Grant was chuckling to himself as one well pleased. In Courteney's eyes he looked stouter, more prosperous, more keenly business-like, than when he had spoken with him a few nights previously. He took Courteney by the arm and led him through a door at the side.

"Let 'em yell 'emselves hoarse for a bit!" he said. "Do 'em good. Guess my 'rose of the world' isn't going to be too cheap a commodity.... Which reminds me, sir. You've cost me a thousand English pounds by coming here to-night."

"Indeed?" Courteney spoke stiffly. He felt stiff, physically stiff, as one forcibly awakened from a deep slumber.

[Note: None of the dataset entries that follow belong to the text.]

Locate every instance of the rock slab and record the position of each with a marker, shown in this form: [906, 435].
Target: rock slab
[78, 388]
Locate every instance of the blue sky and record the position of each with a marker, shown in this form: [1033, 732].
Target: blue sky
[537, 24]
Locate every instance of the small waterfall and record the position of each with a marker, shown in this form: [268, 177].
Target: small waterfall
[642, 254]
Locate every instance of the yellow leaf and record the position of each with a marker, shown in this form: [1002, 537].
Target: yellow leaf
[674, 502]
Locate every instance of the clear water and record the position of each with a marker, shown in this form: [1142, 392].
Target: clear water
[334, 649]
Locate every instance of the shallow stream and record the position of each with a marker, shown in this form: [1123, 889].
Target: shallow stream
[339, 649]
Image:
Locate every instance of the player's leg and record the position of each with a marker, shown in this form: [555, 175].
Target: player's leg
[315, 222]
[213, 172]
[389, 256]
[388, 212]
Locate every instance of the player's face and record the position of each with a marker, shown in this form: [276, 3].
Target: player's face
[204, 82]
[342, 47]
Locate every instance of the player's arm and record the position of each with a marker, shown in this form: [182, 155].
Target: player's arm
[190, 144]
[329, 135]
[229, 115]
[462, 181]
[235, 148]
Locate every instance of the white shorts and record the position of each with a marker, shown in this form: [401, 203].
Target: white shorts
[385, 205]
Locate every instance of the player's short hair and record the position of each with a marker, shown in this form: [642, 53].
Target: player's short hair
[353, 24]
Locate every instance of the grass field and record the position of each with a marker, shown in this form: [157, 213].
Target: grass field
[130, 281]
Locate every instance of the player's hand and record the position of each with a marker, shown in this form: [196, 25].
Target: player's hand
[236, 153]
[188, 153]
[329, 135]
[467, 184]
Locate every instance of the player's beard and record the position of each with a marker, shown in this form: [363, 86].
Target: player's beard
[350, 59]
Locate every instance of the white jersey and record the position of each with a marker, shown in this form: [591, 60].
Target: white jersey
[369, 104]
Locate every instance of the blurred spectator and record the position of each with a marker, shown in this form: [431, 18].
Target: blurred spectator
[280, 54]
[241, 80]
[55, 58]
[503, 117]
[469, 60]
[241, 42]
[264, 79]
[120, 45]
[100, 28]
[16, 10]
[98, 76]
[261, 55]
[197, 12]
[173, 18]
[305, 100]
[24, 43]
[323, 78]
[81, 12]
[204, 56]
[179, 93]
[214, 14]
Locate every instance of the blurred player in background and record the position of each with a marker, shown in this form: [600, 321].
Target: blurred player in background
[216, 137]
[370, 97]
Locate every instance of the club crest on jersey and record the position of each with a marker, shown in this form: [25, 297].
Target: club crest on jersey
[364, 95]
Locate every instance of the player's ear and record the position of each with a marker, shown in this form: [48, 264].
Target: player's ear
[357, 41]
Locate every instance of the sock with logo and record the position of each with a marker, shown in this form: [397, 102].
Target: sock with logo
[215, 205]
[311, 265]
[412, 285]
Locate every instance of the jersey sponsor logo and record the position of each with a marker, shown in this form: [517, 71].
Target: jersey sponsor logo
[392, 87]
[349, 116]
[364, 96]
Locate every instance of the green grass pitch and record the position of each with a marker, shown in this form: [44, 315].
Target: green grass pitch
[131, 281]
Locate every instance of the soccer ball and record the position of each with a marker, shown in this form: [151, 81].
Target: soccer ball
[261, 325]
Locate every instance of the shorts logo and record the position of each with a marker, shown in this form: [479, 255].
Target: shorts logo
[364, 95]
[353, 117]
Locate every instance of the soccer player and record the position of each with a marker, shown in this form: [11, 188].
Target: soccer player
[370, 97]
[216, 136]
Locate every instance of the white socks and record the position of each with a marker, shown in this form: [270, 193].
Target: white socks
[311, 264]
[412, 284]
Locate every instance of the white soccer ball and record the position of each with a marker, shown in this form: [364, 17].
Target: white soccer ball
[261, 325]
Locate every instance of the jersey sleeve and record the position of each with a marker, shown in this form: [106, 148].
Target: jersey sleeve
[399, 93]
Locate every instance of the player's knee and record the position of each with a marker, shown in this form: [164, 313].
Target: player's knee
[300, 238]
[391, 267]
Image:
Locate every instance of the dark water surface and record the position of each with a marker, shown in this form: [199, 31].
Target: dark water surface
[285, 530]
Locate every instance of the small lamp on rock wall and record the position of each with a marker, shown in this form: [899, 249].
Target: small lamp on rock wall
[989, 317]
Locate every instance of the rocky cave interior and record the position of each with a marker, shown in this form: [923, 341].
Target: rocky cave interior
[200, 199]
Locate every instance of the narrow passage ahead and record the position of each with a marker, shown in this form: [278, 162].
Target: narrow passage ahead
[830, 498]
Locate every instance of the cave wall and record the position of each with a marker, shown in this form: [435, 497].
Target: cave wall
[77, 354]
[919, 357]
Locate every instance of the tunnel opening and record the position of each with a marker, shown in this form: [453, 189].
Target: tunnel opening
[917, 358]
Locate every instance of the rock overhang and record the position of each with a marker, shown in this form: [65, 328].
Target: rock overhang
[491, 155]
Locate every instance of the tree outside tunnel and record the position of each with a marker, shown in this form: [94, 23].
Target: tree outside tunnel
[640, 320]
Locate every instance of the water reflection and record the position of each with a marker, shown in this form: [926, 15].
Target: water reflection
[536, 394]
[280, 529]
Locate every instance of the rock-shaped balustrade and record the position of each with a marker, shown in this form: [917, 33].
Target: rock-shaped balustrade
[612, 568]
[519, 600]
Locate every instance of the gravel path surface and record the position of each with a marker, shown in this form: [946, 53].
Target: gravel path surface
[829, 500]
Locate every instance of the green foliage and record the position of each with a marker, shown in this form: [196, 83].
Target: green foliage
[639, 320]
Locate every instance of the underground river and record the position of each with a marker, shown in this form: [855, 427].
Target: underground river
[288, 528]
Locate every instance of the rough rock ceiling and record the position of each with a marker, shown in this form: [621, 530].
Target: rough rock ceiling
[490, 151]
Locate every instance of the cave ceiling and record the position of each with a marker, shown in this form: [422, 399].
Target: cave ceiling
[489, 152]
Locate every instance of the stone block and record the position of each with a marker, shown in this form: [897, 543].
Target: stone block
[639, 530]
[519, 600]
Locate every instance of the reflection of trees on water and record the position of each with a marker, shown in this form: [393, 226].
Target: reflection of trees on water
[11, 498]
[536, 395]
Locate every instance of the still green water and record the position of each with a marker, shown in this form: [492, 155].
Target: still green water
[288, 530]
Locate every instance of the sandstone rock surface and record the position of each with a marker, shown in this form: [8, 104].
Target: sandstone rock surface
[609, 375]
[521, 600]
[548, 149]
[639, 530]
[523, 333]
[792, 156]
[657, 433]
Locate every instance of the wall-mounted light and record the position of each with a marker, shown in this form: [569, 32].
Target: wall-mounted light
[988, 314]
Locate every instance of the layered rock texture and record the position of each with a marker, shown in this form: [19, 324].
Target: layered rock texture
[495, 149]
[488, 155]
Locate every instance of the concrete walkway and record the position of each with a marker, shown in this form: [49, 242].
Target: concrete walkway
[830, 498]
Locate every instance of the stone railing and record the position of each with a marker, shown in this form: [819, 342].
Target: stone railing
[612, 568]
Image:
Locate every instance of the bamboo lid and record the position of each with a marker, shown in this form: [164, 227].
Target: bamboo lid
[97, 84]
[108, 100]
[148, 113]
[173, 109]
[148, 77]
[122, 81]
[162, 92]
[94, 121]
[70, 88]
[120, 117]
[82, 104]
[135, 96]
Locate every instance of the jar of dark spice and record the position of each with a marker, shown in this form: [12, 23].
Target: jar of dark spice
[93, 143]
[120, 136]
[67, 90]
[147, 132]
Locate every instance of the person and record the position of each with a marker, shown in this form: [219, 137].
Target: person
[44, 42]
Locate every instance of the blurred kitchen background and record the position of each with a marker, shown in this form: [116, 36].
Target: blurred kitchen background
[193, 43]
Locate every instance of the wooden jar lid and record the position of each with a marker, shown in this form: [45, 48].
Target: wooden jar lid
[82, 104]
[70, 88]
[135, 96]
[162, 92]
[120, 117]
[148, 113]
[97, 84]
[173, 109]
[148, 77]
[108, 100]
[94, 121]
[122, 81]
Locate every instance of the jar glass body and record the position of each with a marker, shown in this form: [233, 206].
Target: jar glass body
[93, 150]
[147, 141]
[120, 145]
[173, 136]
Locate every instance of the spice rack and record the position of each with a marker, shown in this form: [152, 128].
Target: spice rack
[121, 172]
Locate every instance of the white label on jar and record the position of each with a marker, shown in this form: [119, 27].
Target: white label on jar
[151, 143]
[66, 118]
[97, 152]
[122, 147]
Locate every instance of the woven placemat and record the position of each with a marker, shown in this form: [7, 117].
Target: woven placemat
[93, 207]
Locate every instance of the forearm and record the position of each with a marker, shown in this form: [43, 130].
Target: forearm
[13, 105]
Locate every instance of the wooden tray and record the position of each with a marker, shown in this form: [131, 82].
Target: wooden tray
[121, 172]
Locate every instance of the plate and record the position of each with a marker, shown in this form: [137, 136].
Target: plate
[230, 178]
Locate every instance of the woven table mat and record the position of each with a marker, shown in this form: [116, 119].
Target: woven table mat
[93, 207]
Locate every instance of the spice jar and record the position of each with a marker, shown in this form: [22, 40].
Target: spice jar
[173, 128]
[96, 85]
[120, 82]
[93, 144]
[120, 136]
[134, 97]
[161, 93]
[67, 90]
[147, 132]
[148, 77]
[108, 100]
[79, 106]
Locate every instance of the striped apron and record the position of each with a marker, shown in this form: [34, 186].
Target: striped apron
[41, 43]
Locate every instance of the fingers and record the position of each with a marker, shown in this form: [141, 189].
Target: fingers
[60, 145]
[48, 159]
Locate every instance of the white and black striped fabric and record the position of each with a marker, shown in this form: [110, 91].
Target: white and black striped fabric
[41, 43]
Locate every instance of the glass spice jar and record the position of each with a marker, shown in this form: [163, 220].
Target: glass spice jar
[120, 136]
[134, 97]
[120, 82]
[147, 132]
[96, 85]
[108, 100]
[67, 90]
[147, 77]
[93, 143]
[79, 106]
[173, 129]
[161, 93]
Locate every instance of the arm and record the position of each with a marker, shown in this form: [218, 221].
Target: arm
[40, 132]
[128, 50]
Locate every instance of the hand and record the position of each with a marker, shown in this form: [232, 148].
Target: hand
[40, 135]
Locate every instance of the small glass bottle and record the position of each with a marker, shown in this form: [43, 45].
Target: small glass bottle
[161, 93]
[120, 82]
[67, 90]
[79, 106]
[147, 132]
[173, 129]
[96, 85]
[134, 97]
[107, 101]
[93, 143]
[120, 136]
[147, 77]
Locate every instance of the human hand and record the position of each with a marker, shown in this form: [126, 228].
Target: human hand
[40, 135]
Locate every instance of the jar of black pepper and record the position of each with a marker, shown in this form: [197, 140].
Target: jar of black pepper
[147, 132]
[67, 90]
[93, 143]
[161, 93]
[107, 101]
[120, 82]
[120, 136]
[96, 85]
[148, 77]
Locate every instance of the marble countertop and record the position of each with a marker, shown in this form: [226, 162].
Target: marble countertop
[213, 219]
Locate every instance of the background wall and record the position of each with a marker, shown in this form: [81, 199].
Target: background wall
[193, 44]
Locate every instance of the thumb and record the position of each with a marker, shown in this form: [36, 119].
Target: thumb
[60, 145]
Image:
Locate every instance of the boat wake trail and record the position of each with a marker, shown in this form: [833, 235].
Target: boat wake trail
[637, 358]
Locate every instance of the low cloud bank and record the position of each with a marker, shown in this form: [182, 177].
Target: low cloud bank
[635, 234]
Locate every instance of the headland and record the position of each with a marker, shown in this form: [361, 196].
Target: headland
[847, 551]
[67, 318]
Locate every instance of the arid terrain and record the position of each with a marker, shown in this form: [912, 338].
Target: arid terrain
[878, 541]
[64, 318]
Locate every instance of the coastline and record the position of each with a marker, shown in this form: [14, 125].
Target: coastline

The man beside him was still chuckling. "Yes. The little witch! Said she'd manage it somehow when I told her you weren't taking any. We had a thousand on it, and the little devil has won, outwitted us both. How in thunder did she do it? Laid a trap for you; what?"

Courteney did not answer. The stiffness was spreading. He felt as one turned to stone. Mechanically he yielded to the hand upon his arm, not speaking, scarcely thinking.

And then—almost before he knew it—he was in her presence, face to face with the golden vision that had caught and—for a space at least—had held his heart.

He bowed, still silent, still strangely bound and fettered by the compelling force.

A hand that was lithe and slender and oddly boyish came out to him. A voice that had in it sweet, lilting notes, like the voice of a laughing child, spoke his name.

"Mr. Courteney! How kind!" it said.

As from a distance he heard Grant speak. "Mr. Courteney, allow me to introduce you—my wife!"